Tennis elbow, also known as lateral epicondylitis, is a condition characterized by elbow pain due to overuse or overstretching of the elbow. The pain is caused from damage to the tendons that join the forearm muscles to the elbow. Repetitive movement of the elbow causes inflammation of the muscles and tendons that are inserted to the lateral epicondyle (one of the bony protrusions found at the lower end of the arm bone or humerus).
You don’t have to be a tennis player to get tennis elbow, as repeated use of the forearm and elbow for many other occupational activities such as painting, typing, and weaving can also result in lateral epicondylitis.
The elbow joint is made up of three bones: the humerus (upper arm bone), radius (smaller bone of the forearm), and ulna (larger bone of the forearm). The lower end of the humerus is divided into two bony protrusions known as the medial and lateral epicondyles. Various structures such as muscles, tendons, and ligaments support the stability of the elbow joint.

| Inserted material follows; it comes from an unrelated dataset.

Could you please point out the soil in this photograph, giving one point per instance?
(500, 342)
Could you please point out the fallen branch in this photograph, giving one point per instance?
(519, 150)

The most commonly involved tendon in lateral epicondylitis is the Extensor Carpi Radialis Brevis or ECRB.
Causes of tennis elbow:
Any recreational or occupational activity that involves the use of elbow muscles can result in tennis elbow. It is commonly seen in individuals between the ages of 30 and 50. Common causes can include:
- Improper backhand swing technique in tennis
- Weakened muscles of the shoulder and wrist
- Continuous use of hand tools such as a screwdriver or spanner
- Commonly seen in painters, carpenters, plumbers, gardeners, weavers, butchers, and typists
- Lifting heavy weight objects
- Poor grip when playing racket sports
Symptoms of tennis elbow:
The usual symptoms of tennis elbow are:
- Pain on the outer side of the elbow
- Weakened grip strength while grasping objects
- Pain worsens with flexion of the wrist or forearm such as when shaking hands
These symptoms gradually develop from mild to severe pain and stiffness over a few weeks. Tennis elbow is influenced by factors such as age and recreational or occupational activities.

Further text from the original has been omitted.